おはぎもっともつらかったことは心拍確認後の流産になります。原因が私にもあったので、どうしても自分自身を責めてしまいます。子宮の状態をもっとよくしていれば、もっと治療にやりようがあったのではないか…、前向きにと考えるようにしていますが、この件については今でも悔やんでしまいます。
旦那その時期については、夫婦ともにつらかったですね。不妊治療の終わりが見え、新しい生活を思い描いたりもしたのでその落差にはきついものがありました。おはぎが自責の念にとらわれているのも、つらかったです。
――そのとき旦那さんは、おはぎさんとどう向き合ったのかを教えてください。
旦那 日常生活においては、できるだけおはぎの気持ちを尊重して、おはぎが穏やかに過ごせるよう向き合いました。その頃は、ファミリー向けのマンションから引っ越しをし環境を変えてみたり、共通の趣味で夫婦の時間を増やしたりもしました。
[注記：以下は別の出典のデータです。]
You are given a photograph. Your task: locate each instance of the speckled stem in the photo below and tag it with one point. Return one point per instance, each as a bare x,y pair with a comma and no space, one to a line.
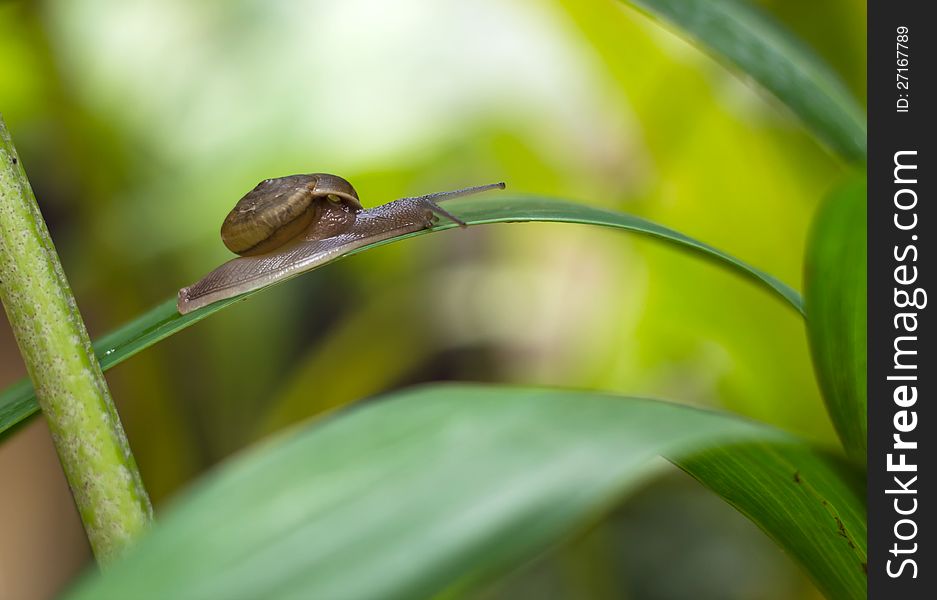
69,384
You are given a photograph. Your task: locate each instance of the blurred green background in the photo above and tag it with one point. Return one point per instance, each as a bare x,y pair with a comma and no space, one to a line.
141,123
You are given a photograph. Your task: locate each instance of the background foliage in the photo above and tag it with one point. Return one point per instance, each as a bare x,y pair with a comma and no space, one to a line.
140,123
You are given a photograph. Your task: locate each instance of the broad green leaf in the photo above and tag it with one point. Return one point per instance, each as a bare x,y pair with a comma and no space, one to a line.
18,402
740,34
835,294
440,488
811,505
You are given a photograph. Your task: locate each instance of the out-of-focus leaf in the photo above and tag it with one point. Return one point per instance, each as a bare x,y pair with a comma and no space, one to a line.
441,488
18,402
813,506
744,36
835,295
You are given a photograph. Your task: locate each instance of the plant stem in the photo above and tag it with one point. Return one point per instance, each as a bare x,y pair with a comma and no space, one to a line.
69,384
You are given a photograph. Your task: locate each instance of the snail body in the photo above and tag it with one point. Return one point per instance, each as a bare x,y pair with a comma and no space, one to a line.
288,225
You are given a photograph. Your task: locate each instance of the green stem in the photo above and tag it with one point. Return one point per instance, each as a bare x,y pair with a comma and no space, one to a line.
69,384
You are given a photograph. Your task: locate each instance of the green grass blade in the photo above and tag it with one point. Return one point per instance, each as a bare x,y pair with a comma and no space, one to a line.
439,489
811,505
17,402
743,36
835,293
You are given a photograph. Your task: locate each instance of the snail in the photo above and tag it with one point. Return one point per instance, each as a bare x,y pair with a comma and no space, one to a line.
288,225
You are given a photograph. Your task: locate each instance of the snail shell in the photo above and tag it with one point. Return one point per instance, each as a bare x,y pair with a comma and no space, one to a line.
278,210
286,226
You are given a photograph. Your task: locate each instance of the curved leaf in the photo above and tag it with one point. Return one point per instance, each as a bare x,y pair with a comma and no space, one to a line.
810,504
742,35
18,403
836,297
441,488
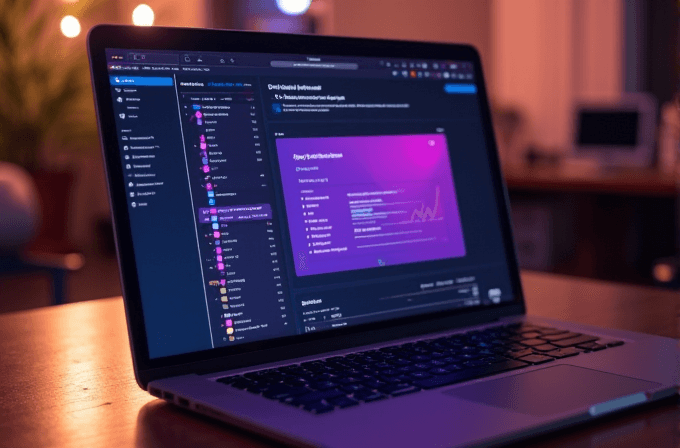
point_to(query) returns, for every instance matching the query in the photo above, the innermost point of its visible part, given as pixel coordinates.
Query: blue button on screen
(460, 88)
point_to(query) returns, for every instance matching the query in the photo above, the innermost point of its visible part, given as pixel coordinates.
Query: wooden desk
(67, 375)
(607, 224)
(622, 181)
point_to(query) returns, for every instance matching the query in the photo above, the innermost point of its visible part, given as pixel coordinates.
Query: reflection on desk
(68, 377)
(608, 224)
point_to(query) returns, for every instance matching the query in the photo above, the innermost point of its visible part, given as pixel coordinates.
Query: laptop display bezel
(183, 39)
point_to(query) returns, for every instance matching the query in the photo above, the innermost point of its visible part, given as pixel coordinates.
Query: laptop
(314, 245)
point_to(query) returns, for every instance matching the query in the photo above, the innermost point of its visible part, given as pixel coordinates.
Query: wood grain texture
(67, 375)
(631, 182)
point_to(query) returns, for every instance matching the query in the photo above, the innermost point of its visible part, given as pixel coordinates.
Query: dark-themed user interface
(273, 195)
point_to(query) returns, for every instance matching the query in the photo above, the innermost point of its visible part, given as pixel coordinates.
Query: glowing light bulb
(143, 15)
(70, 26)
(293, 7)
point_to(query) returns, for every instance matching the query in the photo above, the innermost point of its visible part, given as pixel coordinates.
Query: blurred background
(583, 96)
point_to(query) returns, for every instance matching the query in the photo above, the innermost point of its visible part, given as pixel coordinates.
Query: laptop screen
(273, 195)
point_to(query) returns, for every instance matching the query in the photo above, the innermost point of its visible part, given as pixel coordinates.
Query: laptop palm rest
(556, 390)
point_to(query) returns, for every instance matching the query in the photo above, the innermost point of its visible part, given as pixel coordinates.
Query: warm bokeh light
(293, 7)
(143, 15)
(70, 26)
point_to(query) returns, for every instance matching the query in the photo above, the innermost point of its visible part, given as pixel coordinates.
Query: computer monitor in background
(617, 133)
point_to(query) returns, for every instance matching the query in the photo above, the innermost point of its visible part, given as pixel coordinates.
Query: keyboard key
(323, 385)
(394, 387)
(468, 374)
(351, 388)
(369, 396)
(575, 341)
(530, 335)
(532, 342)
(559, 336)
(343, 402)
(519, 353)
(592, 346)
(544, 347)
(549, 331)
(279, 391)
(537, 359)
(563, 352)
(342, 381)
(406, 389)
(313, 397)
(318, 407)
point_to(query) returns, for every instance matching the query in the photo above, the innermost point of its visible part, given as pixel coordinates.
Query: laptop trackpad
(552, 390)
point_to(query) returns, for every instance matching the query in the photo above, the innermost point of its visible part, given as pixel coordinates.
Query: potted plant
(46, 110)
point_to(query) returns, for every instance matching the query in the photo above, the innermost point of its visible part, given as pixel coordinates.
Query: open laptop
(314, 244)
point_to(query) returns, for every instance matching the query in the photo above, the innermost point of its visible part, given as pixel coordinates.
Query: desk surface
(565, 178)
(67, 375)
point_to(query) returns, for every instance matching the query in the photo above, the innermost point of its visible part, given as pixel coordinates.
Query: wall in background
(466, 21)
(190, 13)
(548, 55)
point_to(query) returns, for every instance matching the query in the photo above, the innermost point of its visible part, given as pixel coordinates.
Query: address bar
(327, 65)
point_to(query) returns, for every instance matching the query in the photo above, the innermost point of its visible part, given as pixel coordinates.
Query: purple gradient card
(360, 202)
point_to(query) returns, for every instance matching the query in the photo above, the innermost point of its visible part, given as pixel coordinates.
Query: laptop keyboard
(342, 381)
不妊治療は、原因によってどちらかの負担が大きくなることもあると思いますが、夫婦ともに当事者であり、つらいことはお互い支えあって乗り越えていけないと改めて思った出来事でした。
●不妊治療を通じて私たち夫婦が伝えられること
――昨今、不妊治療をカミングアウトされる著名人、そして一般の方もSNSなどで治療に関することなどを発信するようになりました。うまくいかれる方もいれば、思うように進められない、なかには諦めざるを得ないご夫婦もいらっしゃるなかで、「不妊治療」という医療に関して思うことがあれば教えてください。
おはぎ不妊治療というととても幅が大きくなってしまいますので、区切ってお話しすると、自費での治療が多くなる、ART治療(体外受精)に関しては、本当に大変ですね。治療費も高くなりますし、時間も取られ、薬もかなりの量服用することになるので負担は大きいです。
旦那おはぎの場合は、在宅ワークで時間の管理が自分でできることもあるので、続けることができていますが、会社勤めでの両立となるとかなり大変で、なにかしらのサポートがないと、どちらかを選ばないといけない場合もあるのではと考えてしまいます。
おはぎ「不妊治療」特有の悩みもあります。年齢の問題で治療を焦ってしまうことや、不妊という話しにくい悩みに加え、ケガや病気と違い、目に見える形で苦しむわけでもないので、そのつらさが表に出にくく理解されづらいこと。その他にも、治療をやめるタイミングが自分たちにゆだねられていて、その決断がとても難しいことでしょうか。
反対に不妊治療は高額になるという、先入観もよくないと思っています。私たちのように、ART治療(体外受精、顕微授精法、胚移植など)まで進むとどうしても高額になりますが、その前段階のタイミング法などであれば保険適用で費用も安く済みますし、若い頃から気軽にクリニックにかかり、子宮内膜症や腺筋症の治療をしておけば、今のような状況にはなっていなかったのではないかと思うこともあります。
私たちの最近の妊活日記では、高額なART治療の話が多いのですが、それを見て不妊治療は高額だからと、敬遠するのではなく、医師と相談し自分たちに合った治療を受けてほしいと考えています。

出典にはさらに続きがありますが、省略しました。